The Notice reflects only the statements and opinions of the parties to the proposed Settlement, and not the views of the Court.
What Does the Settlement Provide?
The Lawsuit was not brought to recover money for Sears shareholders. There is no process for shareholders to file claims or receive any money from the Settlement. Rather, it sought injunctive relief, that is, an order requiring the defendants to take certain action. The Lawsuit was brought under the federal antitrust laws by two shareholders of Sears. The Lawsuit asked the Court to issue an order requiring Sears to remove two directors from the Sears Board of Directors (the “Sears Board”).

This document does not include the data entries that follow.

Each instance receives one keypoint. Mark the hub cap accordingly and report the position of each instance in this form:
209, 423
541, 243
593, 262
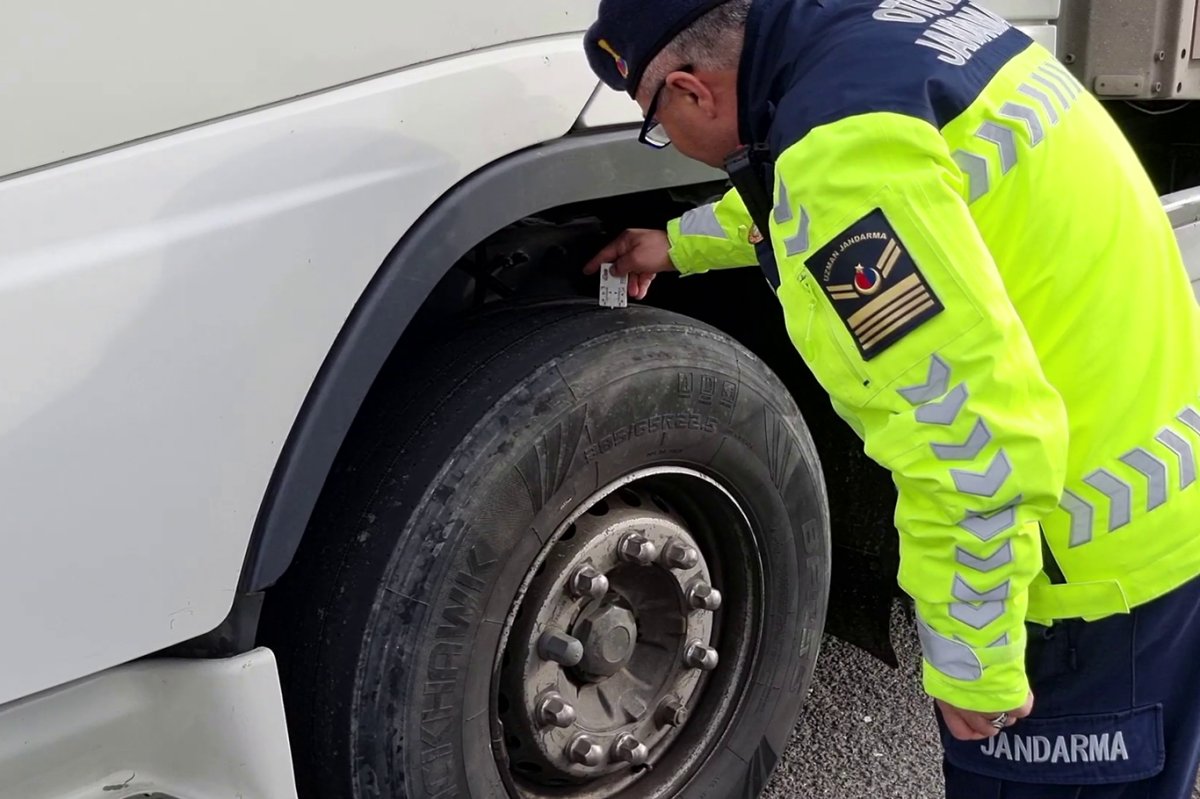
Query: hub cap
600, 682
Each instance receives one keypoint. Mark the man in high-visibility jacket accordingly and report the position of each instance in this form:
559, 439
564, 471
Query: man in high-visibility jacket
975, 265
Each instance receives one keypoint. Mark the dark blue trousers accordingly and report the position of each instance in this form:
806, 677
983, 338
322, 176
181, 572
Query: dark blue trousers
1116, 713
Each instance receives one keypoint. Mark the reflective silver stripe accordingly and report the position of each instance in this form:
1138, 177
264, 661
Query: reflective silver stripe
976, 169
1053, 86
799, 242
1061, 77
970, 449
1119, 494
934, 386
1001, 557
964, 592
1042, 97
1002, 138
783, 205
1177, 444
1191, 418
1027, 115
1081, 514
1156, 475
984, 484
945, 412
988, 526
978, 608
702, 222
951, 658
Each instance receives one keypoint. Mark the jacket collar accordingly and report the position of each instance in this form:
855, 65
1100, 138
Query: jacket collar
772, 62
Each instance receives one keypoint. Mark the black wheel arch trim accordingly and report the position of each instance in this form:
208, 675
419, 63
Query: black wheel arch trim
575, 168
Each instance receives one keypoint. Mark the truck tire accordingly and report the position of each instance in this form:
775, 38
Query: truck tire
575, 553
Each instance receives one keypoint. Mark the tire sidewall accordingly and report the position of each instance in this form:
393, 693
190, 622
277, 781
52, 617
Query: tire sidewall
425, 673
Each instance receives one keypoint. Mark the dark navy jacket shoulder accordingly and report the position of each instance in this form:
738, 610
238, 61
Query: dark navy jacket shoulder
809, 62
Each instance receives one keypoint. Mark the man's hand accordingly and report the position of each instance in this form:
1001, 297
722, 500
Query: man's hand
639, 253
969, 725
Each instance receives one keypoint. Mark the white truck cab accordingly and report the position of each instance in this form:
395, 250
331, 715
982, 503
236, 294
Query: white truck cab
319, 472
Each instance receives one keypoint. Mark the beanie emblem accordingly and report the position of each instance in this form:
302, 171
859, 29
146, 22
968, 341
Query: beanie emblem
622, 66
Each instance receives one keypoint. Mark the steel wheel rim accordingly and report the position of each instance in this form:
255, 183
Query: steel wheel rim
687, 712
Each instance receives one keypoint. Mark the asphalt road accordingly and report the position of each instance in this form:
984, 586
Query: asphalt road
868, 731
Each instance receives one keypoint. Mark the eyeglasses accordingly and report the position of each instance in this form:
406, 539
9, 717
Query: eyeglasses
653, 133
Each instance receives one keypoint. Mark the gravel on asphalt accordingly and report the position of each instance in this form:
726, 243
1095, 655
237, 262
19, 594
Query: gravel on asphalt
868, 731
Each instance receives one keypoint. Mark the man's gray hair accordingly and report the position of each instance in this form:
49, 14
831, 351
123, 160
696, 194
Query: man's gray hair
713, 42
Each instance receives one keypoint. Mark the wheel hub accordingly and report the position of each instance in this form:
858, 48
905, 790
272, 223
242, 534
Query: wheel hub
609, 634
611, 644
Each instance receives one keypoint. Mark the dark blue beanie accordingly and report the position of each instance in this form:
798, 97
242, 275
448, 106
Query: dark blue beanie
629, 34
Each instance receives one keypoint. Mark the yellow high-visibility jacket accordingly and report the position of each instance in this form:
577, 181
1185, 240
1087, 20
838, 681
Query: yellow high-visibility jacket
973, 263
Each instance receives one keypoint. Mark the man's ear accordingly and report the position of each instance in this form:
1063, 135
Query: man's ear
690, 88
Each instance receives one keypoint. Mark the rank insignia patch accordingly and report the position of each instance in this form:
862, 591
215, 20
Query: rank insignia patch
874, 284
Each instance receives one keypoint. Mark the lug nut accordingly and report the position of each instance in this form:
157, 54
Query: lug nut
630, 750
555, 712
585, 751
561, 648
671, 713
677, 554
703, 596
587, 581
637, 548
700, 656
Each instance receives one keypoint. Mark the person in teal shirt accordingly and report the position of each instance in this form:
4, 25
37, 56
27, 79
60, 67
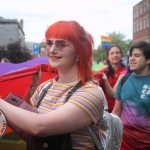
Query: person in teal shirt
133, 100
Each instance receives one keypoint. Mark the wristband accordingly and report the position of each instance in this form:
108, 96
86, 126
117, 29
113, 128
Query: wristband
32, 87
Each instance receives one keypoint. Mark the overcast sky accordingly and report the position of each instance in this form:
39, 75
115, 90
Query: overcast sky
98, 17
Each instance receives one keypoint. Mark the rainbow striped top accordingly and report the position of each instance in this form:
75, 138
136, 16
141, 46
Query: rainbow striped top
89, 98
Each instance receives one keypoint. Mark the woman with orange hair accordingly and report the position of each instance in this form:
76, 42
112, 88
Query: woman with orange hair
61, 124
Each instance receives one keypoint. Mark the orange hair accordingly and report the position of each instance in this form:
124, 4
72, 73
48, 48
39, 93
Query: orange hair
72, 31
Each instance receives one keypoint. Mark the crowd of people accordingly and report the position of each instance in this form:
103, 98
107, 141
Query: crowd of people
61, 124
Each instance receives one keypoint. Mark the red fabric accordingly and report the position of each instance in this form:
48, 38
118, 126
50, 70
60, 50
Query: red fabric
18, 82
112, 81
126, 146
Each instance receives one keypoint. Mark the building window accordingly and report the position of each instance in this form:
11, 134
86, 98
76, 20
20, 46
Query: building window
134, 15
144, 24
137, 13
148, 6
137, 26
141, 11
144, 8
141, 25
134, 28
147, 24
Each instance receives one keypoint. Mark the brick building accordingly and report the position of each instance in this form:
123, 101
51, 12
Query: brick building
141, 21
11, 31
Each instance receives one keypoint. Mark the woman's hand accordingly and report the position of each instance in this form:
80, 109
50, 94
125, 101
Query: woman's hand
36, 78
104, 77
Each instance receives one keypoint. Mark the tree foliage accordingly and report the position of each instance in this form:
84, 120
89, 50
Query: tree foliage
99, 54
15, 52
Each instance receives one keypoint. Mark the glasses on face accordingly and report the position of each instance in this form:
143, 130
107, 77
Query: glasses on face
60, 44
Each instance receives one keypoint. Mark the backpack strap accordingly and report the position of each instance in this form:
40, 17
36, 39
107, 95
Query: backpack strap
125, 77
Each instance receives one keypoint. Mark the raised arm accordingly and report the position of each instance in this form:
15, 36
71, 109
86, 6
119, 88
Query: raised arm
32, 86
70, 117
111, 90
117, 108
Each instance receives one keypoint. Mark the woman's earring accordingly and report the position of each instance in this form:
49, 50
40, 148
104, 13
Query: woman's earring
77, 59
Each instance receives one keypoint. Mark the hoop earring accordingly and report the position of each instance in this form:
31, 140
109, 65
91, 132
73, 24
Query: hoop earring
77, 59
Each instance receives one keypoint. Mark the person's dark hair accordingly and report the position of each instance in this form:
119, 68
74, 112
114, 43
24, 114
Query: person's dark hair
144, 47
111, 71
5, 59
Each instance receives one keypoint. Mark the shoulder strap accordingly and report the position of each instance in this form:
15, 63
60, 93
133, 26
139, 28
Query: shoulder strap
77, 86
125, 77
43, 92
47, 85
95, 138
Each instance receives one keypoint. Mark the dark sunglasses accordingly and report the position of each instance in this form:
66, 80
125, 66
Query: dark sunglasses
60, 44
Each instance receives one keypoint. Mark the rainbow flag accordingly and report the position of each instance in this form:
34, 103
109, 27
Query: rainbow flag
105, 41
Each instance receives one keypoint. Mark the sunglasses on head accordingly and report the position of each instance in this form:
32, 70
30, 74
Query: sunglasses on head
60, 44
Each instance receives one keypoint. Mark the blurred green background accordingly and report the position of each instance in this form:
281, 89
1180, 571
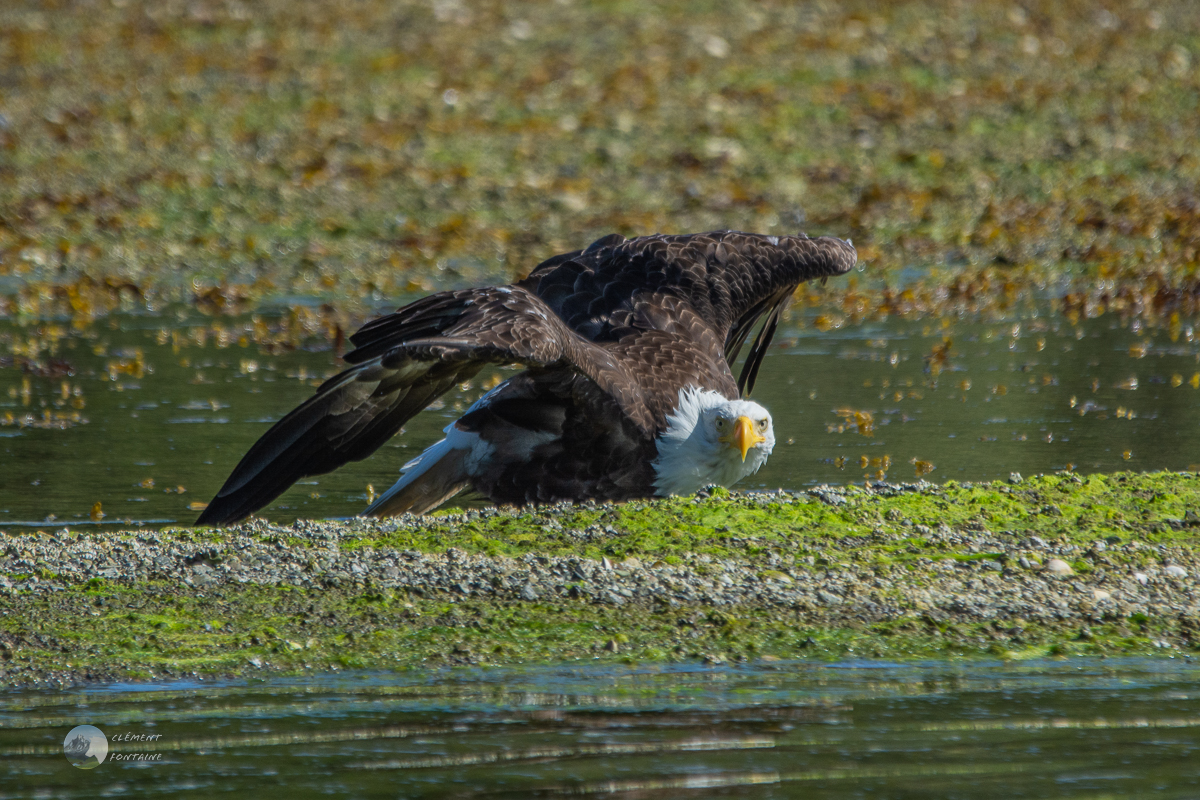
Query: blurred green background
225, 154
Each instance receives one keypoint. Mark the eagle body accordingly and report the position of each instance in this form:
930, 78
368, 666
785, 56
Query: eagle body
627, 391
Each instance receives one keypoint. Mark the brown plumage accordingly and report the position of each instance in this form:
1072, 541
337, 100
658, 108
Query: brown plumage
609, 337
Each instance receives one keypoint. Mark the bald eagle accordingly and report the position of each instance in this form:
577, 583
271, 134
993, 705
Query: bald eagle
627, 391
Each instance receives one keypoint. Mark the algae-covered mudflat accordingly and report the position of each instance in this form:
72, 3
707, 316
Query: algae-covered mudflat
990, 161
1049, 565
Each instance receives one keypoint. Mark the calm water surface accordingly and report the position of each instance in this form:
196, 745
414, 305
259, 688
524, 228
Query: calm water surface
787, 729
159, 409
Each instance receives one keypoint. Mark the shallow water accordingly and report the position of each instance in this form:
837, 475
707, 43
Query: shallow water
1038, 729
159, 409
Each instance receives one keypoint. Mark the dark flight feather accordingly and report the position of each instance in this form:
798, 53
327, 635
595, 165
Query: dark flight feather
609, 334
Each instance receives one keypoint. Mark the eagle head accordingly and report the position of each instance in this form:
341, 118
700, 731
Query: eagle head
709, 440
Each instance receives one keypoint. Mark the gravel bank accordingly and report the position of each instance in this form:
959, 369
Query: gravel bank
985, 590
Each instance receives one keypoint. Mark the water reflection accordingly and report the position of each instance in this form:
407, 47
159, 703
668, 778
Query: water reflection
1121, 727
147, 415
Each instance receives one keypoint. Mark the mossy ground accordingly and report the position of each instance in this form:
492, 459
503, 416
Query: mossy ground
101, 629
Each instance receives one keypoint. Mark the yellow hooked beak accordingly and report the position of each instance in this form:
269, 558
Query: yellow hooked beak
743, 437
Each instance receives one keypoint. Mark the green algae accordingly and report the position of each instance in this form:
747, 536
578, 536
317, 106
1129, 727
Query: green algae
1146, 507
108, 627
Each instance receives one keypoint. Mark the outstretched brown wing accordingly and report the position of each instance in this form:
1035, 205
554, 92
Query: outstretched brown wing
403, 361
730, 280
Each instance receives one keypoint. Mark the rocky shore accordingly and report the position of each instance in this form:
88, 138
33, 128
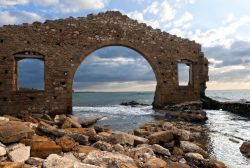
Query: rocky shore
65, 141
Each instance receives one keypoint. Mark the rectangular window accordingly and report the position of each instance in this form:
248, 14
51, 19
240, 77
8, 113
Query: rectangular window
184, 74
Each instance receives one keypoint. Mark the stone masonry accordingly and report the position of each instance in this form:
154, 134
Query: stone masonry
64, 43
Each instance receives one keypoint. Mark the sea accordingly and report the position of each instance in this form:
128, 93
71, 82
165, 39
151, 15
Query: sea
222, 125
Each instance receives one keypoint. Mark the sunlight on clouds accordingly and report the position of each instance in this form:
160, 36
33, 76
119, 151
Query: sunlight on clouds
13, 2
214, 85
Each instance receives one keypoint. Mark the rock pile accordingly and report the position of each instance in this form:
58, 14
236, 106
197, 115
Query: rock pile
63, 142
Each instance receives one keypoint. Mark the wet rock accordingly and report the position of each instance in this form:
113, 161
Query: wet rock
43, 149
121, 138
56, 161
99, 128
88, 122
71, 122
196, 156
85, 149
90, 132
4, 119
160, 150
67, 143
118, 148
177, 151
14, 131
34, 161
20, 154
133, 104
217, 164
139, 140
160, 137
156, 163
103, 136
141, 132
104, 146
234, 140
245, 148
141, 154
2, 151
191, 147
11, 165
103, 158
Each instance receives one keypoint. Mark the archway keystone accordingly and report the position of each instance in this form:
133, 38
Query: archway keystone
65, 43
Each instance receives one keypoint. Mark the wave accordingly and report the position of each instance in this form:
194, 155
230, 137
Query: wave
115, 110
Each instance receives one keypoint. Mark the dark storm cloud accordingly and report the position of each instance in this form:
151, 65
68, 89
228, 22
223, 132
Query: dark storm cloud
237, 54
229, 64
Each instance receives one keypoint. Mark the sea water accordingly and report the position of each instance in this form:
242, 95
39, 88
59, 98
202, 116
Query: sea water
222, 125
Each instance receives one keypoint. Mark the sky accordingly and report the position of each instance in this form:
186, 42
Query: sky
222, 27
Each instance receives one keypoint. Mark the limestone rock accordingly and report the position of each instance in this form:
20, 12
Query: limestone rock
121, 138
160, 137
67, 143
14, 131
85, 149
191, 147
2, 151
141, 154
20, 154
161, 150
43, 149
104, 146
104, 158
11, 165
245, 148
139, 140
34, 161
196, 156
56, 161
155, 163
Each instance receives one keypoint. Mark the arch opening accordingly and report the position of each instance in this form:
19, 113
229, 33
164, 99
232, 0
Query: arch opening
114, 69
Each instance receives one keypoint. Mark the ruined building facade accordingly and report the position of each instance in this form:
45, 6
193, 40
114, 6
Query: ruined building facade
63, 44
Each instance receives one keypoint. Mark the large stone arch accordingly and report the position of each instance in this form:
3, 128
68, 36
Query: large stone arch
66, 42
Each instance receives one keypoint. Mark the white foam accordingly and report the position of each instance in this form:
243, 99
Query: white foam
116, 110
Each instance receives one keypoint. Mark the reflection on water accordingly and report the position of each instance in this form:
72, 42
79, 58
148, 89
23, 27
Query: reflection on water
222, 126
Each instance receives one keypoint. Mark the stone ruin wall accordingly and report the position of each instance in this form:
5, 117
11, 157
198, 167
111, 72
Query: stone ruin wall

The parties to the Lawsuit have entered into a settlement agreement called a Stipulation of Settlement (the “Stipulation”), which the Court must approve before it can become final.
For more details, please consult the Notice.
Class Member Options
If you are a current shareholder of Sears as of the date of the Settlement Hearing and you wanted to object to any feature of the Settlement, you must have done so in writing by August 20, 2010. If you filed your objection in a timely manner, you also may, if you wish, attend the hearing and speak to the Court about your objection. If you wrote to the Court with an objection, you do not need to also go to the hearing. The Court will read and consider your written objection whether you are at the hearing or not.
The Court has scheduled a Settlement Hearing to be held before the Honorable Ronald A. Guzmán in the United States District Court for the Northern District of Illinois, Everett McKinley Dirksen United States Courthouse, Courtroom 1219, 219 South Dearborn Street, Chicago, Illinois 60604, on September 10, 2010 to determine whether the proposed settlement should be approved by the Court as fair, reasonable, and adequate, and to consider the application of plaintiffs’ counsel for attorneys’ fees and reimbursement of expenses. If you are satisfied with the outcome of the Lawsuit as described in the Notice, you do not need to do anything. You may attend the hearing, but you are not required to do so.